Ailesinde meme kanseri hikayesi olan kadınlara ise, örneğin annesinde 35 yaşında kanser görüldüyse, annede görülen yaştan beş yıl daha erken taramalara başlaması tavsiye ediliyor. Bu kadınların mammografi ve ultrasonografiyle sürekli olarak izlenmesi gerekiyor.”
Önemli bir nokta da risk grubundaki kadınların gen mutasyonlarının incelenmesidir. Ailesinde birden fazla meme kanseri vakası görülen kişilere yapılan ve BRCA 1, BRCA 2 mutasyonu olarak adlandırılan bu test sonucu risk görülüyorsa o kişide günün birinde, ancak belirlenemeyen bir tarihte kesin olarak kanser görüleceği anlamına geliyor. O zaman da kanserin önüne geçmek için koruyucu mastektomi (memenin tamamen çıkartılarak yenisinin yapılması) öneriliyor.
Yumurtalık kanseri belirti vermeden ilerliyor
Yumurtalık kanserinin de yüzde 10’unu genetik nedenler oluşturuyor. Meme kanseri olan kadınlarda yumurtalık kanserine yakalanma riski daha yüksek. Bu kanser türünde de erken tanı için, örneğin kişinin annesi 35 yaşında yumurtalık kanserine yakalandıysa, kızının en erken 30 yaşından itibaren taramalara başlaması gerekiyor. Yumurtalık kanseri belirti vermeden ilerliyor.
O nedenle erken tanı için düzenli jinekolojik kontroller en önemli faktörü oluşturuyor. Karında şişme, beklenmeyen vajinal kanama, karında basınç duygusu, sırt veya bacak ağrısı, gaz, şişkinlik ve uzun süren hazımsızlık hissedildiğinde mutlaka doktora başvurmak gerekiyor.
Genetik nedenlerin çok önemli olduğu bir başka kanser türü olan ailesel polipli kalın barsak kanserinde de kişinin kolonunda sayısız polip oluşuyor ve bir süre sonra kolon kanserine dönüşüyor. Böyle bir durumda kolonun tamamının çıkartılması gerekiyor.

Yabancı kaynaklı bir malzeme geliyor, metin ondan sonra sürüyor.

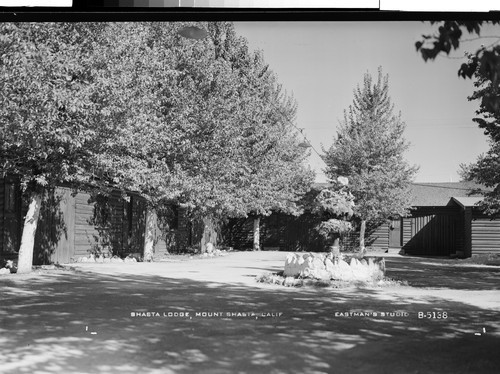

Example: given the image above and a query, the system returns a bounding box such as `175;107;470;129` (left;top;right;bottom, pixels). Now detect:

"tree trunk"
330;237;340;256
17;193;42;274
200;217;217;253
359;219;366;256
143;207;156;262
253;217;260;251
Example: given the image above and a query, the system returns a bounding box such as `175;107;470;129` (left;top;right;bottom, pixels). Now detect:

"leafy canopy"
323;68;417;221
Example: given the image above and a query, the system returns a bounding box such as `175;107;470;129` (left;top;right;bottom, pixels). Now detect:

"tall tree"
0;23;110;273
170;22;312;248
323;68;417;254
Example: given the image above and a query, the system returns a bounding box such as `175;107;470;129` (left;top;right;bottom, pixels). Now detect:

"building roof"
312;182;485;207
412;182;484;206
452;196;483;208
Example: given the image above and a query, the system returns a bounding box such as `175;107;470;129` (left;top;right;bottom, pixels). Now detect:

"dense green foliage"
324;69;417;253
0;22;313;266
415;20;500;214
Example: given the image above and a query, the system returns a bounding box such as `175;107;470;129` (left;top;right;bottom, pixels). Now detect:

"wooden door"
389;219;401;248
3;182;22;253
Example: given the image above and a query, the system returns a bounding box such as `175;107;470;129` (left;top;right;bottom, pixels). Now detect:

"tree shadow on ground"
0;272;500;373
385;256;500;290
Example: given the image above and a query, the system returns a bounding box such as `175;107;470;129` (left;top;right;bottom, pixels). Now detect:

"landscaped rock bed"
283;253;385;281
257;253;394;287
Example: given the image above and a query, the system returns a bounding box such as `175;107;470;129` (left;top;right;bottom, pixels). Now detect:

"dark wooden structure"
362;182;500;257
223;182;500;257
0;177;179;265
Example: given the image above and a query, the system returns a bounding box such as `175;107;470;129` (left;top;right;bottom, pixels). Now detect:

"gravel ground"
0;252;500;373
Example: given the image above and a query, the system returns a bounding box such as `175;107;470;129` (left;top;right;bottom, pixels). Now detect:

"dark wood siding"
33;187;75;265
403;207;463;256
365;222;389;249
0;178;5;253
74;192;99;257
471;212;500;255
0;177;23;254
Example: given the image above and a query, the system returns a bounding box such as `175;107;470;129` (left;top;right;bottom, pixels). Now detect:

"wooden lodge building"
223;182;500;257
0;177;189;265
360;182;500;257
0;177;500;265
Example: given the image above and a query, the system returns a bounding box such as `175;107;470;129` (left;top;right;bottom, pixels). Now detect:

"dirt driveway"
0;252;500;373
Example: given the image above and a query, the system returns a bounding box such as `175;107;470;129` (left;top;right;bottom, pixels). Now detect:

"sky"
234;21;500;182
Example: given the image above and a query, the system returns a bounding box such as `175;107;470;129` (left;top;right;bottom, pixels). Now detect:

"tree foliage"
416;20;500;214
0;22;312;262
312;177;355;244
323;68;417;250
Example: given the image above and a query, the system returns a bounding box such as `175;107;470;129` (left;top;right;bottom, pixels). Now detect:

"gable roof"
312;182;488;207
411;182;484;206
452;196;483;208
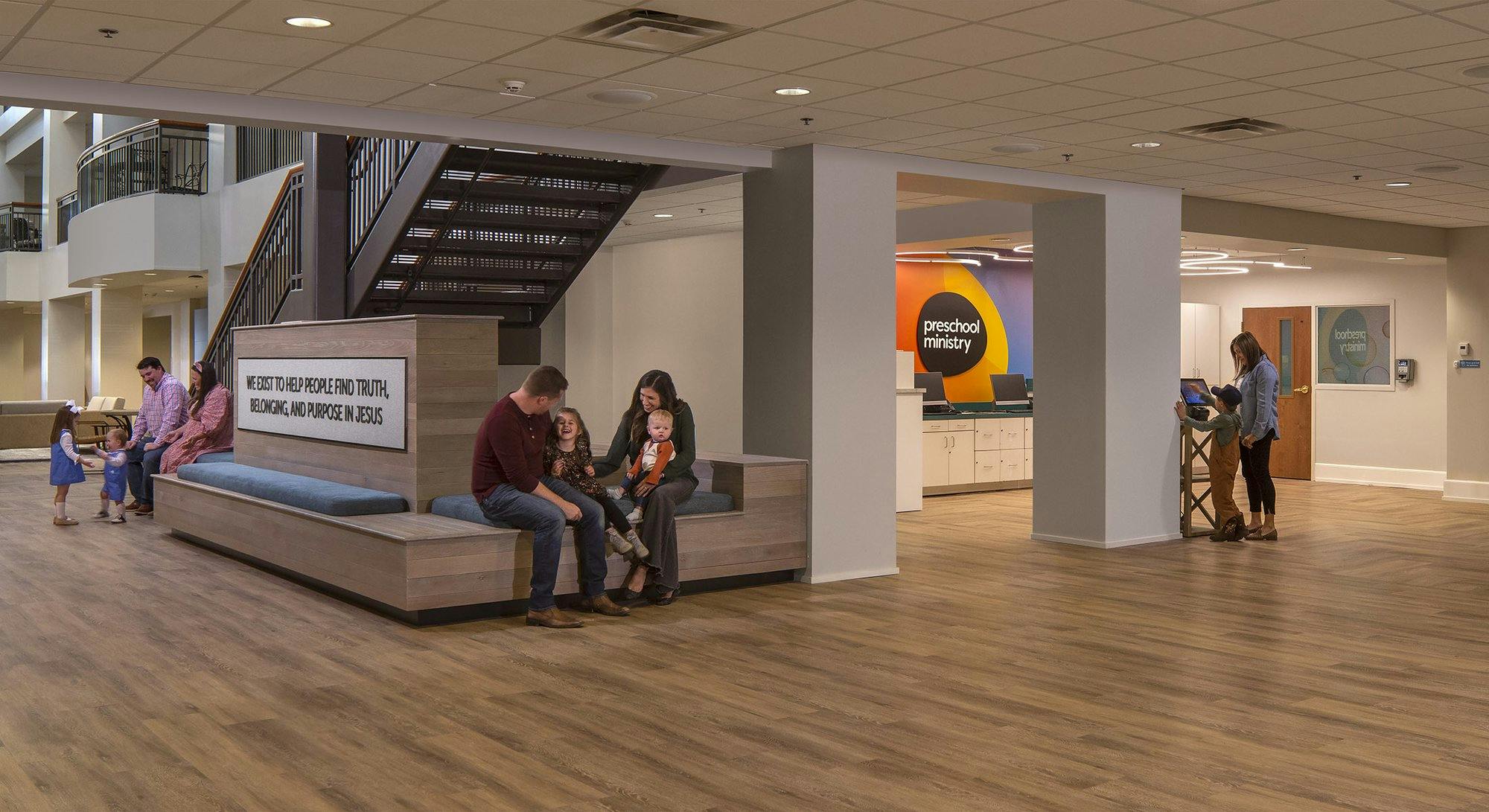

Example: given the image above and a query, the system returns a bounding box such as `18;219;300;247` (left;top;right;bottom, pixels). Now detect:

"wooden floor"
0;462;1489;812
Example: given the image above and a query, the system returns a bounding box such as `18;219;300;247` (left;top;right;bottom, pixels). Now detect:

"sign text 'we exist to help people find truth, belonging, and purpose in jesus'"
234;359;408;450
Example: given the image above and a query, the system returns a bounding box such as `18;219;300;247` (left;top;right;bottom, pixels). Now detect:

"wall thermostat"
1397;359;1416;384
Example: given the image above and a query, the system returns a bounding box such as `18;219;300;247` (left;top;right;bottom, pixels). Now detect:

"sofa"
0;400;67;447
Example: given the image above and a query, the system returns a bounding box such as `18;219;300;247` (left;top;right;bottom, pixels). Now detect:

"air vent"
560;9;749;54
1172;119;1292;141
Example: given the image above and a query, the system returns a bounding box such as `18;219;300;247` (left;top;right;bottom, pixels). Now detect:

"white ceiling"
0;0;1489;228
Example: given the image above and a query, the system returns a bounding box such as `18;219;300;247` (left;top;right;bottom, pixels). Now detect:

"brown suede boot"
579;592;631;617
527;607;584;629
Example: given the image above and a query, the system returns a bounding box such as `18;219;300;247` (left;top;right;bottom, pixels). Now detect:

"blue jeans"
124;434;171;504
479;476;608;611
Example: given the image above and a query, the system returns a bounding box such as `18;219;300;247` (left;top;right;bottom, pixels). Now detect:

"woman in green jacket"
594;369;698;605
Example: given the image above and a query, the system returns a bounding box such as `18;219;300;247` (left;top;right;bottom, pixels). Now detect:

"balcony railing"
237;127;305;180
57;191;77;246
0;204;42;252
77;122;207;211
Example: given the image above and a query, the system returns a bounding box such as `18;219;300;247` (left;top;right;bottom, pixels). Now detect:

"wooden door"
1240;308;1313;479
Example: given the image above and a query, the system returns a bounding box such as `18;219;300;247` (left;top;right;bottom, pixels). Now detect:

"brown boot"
579;592;631;617
527;607;584;629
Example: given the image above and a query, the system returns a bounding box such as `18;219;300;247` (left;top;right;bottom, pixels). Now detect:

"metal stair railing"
205;165;305;387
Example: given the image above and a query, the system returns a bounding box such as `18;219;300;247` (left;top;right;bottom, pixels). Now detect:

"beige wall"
564;232;744;453
1182;260;1447;486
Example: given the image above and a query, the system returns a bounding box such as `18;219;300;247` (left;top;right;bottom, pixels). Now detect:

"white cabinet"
1179;302;1222;384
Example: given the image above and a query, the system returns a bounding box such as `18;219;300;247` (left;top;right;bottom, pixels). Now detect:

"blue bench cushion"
176;462;408;516
429;490;734;528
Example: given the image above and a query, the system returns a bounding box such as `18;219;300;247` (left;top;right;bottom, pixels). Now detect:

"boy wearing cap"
1173;384;1246;541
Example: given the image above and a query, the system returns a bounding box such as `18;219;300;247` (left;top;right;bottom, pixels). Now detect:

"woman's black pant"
1240;429;1278;516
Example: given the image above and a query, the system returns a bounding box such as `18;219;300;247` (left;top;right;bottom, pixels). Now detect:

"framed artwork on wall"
1313;301;1395;391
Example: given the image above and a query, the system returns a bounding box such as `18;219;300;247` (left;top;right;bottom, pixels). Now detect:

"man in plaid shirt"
124;356;186;516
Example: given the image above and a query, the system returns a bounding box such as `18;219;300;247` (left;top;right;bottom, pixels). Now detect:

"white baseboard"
1443;479;1489;504
1313;462;1447;490
1029;532;1184;550
797;566;899;583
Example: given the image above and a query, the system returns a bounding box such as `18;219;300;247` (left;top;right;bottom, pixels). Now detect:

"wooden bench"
155;453;807;624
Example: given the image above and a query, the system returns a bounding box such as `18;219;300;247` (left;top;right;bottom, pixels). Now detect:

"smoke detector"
1172;119;1292;141
560;9;749;54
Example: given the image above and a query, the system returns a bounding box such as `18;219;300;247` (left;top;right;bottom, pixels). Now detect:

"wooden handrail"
203;162;305;359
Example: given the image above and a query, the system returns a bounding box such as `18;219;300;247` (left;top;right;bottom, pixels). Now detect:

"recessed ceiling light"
590;88;657;104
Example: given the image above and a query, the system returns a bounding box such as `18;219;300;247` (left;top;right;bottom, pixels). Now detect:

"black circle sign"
916;292;987;377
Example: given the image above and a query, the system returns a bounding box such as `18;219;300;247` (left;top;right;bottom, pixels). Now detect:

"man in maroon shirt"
471;366;630;629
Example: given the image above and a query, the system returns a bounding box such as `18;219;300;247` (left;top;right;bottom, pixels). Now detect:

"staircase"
205;138;664;381
347;143;661;327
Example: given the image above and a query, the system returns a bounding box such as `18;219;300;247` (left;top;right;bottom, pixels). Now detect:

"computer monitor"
916;372;947;406
1179;378;1209;406
989;374;1029;406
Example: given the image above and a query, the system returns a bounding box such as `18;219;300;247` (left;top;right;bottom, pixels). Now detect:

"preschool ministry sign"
234;359;408;450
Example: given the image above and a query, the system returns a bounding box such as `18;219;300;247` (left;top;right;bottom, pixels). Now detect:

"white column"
1441;228;1489;502
89;287;144;409
742;146;899;583
42;296;88;405
1033;188;1179;547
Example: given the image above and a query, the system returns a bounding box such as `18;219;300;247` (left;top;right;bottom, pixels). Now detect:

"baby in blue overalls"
94;428;128;525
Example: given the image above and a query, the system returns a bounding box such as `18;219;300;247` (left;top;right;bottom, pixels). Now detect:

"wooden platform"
155;455;807;624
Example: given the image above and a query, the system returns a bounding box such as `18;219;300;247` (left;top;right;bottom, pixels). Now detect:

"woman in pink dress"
161;362;232;474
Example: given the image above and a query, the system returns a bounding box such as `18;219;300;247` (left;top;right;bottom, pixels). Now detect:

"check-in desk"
920;403;1033;495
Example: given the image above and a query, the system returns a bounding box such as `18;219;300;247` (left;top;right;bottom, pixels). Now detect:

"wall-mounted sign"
1315;304;1395;390
234;359;408;450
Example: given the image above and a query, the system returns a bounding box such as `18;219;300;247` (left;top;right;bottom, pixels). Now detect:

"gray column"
744;146;898;583
1033;188;1179;547
1441;228;1489;502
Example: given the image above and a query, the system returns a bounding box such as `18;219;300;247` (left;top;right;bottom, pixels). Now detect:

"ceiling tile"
800;51;956;86
176;28;344;67
52;0;237;28
439;64;590;97
1179;42;1348;79
884;25;1063;65
387;85;527;116
271;70;418;104
423;0;619;34
688;31;858;71
987;85;1123;113
771;0;957;48
502;39;658;76
1211;0;1413;39
895;68;1047;101
216;0;404;42
832;119;947;141
494;94;625;127
610;57;770;94
141;54;295;91
995;0;1184;42
1300;16;1485;57
363;16;538;63
1370;88;1489;116
22;6;200;54
0;39;159;76
820;89;950;119
1075;65;1230;95
316;45;475;82
989;45;1151;82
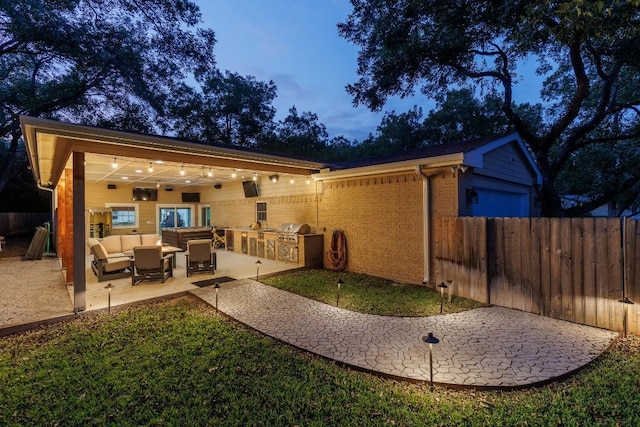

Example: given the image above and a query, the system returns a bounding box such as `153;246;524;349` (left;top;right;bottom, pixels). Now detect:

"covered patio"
0;250;298;336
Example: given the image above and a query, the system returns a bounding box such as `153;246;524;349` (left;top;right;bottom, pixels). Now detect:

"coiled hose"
329;230;347;271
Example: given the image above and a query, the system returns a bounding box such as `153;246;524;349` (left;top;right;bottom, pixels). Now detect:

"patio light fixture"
422;332;440;388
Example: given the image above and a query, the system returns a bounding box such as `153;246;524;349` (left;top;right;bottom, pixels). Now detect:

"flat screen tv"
242;181;258;197
182;193;200;203
133;188;158;202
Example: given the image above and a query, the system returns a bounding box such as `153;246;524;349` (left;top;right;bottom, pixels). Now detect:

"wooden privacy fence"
433;217;640;334
0;212;50;236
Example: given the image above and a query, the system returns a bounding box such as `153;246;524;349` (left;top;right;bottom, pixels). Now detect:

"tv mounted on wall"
182;193;200;203
133;188;158;202
242;181;259;197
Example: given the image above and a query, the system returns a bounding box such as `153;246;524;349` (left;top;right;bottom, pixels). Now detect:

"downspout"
416;165;431;285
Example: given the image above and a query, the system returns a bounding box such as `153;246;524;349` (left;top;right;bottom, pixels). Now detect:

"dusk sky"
194;0;538;141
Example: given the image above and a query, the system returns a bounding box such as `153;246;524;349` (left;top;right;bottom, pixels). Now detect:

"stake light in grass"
438;282;448;314
422;332;440;387
213;282;220;312
104;282;115;313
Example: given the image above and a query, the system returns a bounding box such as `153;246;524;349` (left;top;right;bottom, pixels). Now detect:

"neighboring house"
21;117;541;310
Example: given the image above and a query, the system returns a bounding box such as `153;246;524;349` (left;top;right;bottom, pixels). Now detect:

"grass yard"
0;297;640;426
260;270;483;316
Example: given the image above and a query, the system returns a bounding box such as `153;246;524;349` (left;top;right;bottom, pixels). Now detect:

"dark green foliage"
338;0;640;216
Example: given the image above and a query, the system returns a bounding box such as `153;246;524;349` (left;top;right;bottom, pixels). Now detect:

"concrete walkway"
0;254;618;388
190;279;618;388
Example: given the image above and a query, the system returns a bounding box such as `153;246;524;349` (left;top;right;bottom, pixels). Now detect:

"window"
256;202;267;222
106;203;138;229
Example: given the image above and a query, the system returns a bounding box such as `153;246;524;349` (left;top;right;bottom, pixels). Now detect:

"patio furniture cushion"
131;245;173;285
100;236;124;253
185;239;216;277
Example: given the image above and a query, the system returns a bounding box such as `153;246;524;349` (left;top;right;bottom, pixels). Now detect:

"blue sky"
194;0;538;141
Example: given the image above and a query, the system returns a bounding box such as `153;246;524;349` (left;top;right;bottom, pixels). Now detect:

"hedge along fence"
433;217;640;334
0;212;50;236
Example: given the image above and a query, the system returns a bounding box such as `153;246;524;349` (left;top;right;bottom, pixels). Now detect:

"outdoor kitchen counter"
225;227;324;267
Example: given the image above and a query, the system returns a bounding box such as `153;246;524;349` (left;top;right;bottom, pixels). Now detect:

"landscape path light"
422;332;440;387
256;260;262;282
438;282;448;314
618;297;634;338
213;282;220;313
336;279;344;307
104;282;115;313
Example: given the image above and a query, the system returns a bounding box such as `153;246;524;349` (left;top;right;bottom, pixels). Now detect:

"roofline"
311;153;464;181
312;132;542;185
20;116;326;187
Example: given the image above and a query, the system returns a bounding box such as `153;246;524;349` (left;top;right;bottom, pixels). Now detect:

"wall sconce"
467;188;480;205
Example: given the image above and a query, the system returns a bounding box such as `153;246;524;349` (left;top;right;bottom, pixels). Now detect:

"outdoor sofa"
87;234;162;282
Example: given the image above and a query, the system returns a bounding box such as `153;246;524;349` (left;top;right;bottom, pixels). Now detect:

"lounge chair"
184;239;217;277
131;245;173;286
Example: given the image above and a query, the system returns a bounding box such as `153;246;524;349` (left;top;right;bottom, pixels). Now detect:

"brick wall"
319;173;430;283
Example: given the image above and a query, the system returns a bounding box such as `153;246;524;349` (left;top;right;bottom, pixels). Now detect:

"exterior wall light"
467;187;480;205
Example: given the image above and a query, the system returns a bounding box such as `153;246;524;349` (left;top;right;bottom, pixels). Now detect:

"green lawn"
260;270;482;316
0;297;640;426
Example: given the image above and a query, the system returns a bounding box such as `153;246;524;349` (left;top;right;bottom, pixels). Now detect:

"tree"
259;106;329;159
0;0;215;191
338;0;640;216
170;70;277;147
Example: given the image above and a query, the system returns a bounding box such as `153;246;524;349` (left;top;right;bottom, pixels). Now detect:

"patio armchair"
184;239;217;277
131;245;173;286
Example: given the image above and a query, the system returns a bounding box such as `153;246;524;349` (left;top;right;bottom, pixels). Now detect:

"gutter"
415;165;442;286
416;165;431;285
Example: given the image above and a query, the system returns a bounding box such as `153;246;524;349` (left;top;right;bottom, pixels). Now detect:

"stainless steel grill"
276;223;311;262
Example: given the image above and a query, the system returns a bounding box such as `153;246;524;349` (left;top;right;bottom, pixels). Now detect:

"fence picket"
433;217;640;334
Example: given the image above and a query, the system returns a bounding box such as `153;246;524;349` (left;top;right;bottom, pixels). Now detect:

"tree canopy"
338;0;640;216
0;0;215;196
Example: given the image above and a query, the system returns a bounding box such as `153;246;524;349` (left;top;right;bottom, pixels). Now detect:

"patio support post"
72;151;87;313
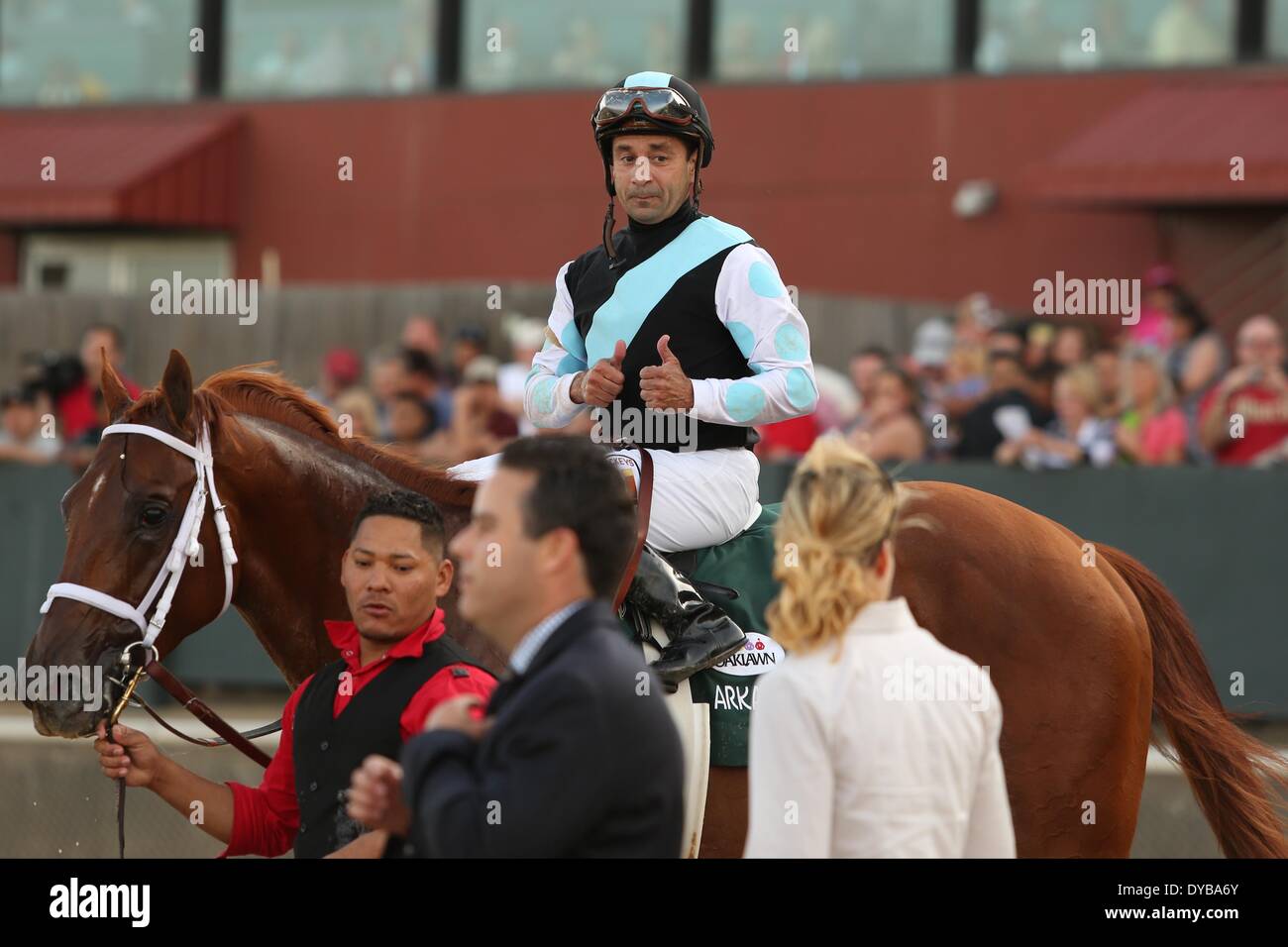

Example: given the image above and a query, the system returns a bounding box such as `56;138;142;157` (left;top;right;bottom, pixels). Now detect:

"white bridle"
40;421;237;653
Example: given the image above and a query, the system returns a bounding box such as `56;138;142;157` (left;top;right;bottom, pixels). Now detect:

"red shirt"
1199;384;1288;464
757;414;818;458
219;608;496;858
56;374;143;443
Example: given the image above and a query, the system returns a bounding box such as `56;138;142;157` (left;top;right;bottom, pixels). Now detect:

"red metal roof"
1022;81;1288;204
0;110;241;228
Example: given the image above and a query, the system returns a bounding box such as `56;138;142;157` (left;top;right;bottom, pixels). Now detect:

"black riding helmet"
590;72;716;264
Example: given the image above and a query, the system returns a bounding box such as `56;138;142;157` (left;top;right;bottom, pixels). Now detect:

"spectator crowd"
0;265;1288;471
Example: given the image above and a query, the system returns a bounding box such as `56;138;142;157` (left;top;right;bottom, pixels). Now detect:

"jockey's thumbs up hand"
640;335;693;411
657;335;680;365
571;339;626;407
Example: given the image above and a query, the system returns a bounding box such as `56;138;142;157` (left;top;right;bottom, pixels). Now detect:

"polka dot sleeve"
690;244;818;427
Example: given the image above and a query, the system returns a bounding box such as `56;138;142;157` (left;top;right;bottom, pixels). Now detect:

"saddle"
614;450;785;767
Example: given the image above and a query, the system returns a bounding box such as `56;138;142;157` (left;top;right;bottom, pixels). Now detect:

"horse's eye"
139;504;166;528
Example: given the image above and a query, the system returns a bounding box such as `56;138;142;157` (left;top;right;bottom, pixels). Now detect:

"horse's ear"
161;349;192;428
99;349;134;421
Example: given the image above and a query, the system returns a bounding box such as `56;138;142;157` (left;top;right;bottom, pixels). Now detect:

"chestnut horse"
27;352;1288;857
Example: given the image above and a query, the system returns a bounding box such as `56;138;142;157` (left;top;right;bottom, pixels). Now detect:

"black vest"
566;201;759;451
293;635;482;858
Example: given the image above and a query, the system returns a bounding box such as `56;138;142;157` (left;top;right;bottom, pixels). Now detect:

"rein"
40;421;282;858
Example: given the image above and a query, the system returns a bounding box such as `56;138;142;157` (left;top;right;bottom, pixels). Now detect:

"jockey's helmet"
590;72;716;262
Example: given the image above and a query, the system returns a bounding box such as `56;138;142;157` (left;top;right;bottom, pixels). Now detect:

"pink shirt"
1140;407;1186;464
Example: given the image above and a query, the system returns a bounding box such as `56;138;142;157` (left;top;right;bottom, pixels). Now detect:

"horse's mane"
136;362;476;510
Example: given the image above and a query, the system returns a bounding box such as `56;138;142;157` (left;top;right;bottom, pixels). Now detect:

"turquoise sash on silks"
587;217;751;365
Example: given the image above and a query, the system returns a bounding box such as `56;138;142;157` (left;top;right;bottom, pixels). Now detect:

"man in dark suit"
349;437;684;857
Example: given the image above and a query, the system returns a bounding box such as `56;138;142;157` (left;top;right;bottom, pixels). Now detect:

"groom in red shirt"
94;489;496;858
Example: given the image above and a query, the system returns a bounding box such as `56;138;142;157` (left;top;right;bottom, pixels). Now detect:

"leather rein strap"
136;661;282;768
613;447;653;611
106;659;282;858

Ailesinde birden fazla kolon kanseri görülen bir kişinin, bu kansere en erken yakalanan kişinin yaşından 10 sene geriye giderek tarama yaptırmaya başlaması öneriliyor. Örneğin ailede kolon kanserine en erken yakalanan kişi 40 yaşındaysa, ailenin diğer fertlerinin 30 yaşından itibaren kontrollere başlaması tavsiye ediliyor. Erken tanı için dışkıda gizli kan testi, kolonoskopi ve parmakla rektal muayene yapılması gerekiyor.
Lynch Sendromu’na dikkat!
Lynch Sendromu görülen ailenin erkeklerinde üregenital kanserler, kadınlarında jinekolojik kanserler ve her ikisinde de kolon kanseri salgın bir hastalık gibi peşpeşe görülüyor. Eğer bir ailede sık sık bu kanser türleri görülüyorsa mutlaka Lynch Sendromu’ndan şüphe etmek lazım. Çok ender görülen bu durumda hekimin, kişilerin aile öyküsünü kapsamlı bir şekilde öğrenmesi Lynch Sendromu’nu kalıtım yoluyla alma riskini belirleyecek önemli bir adımı oluşturuyor.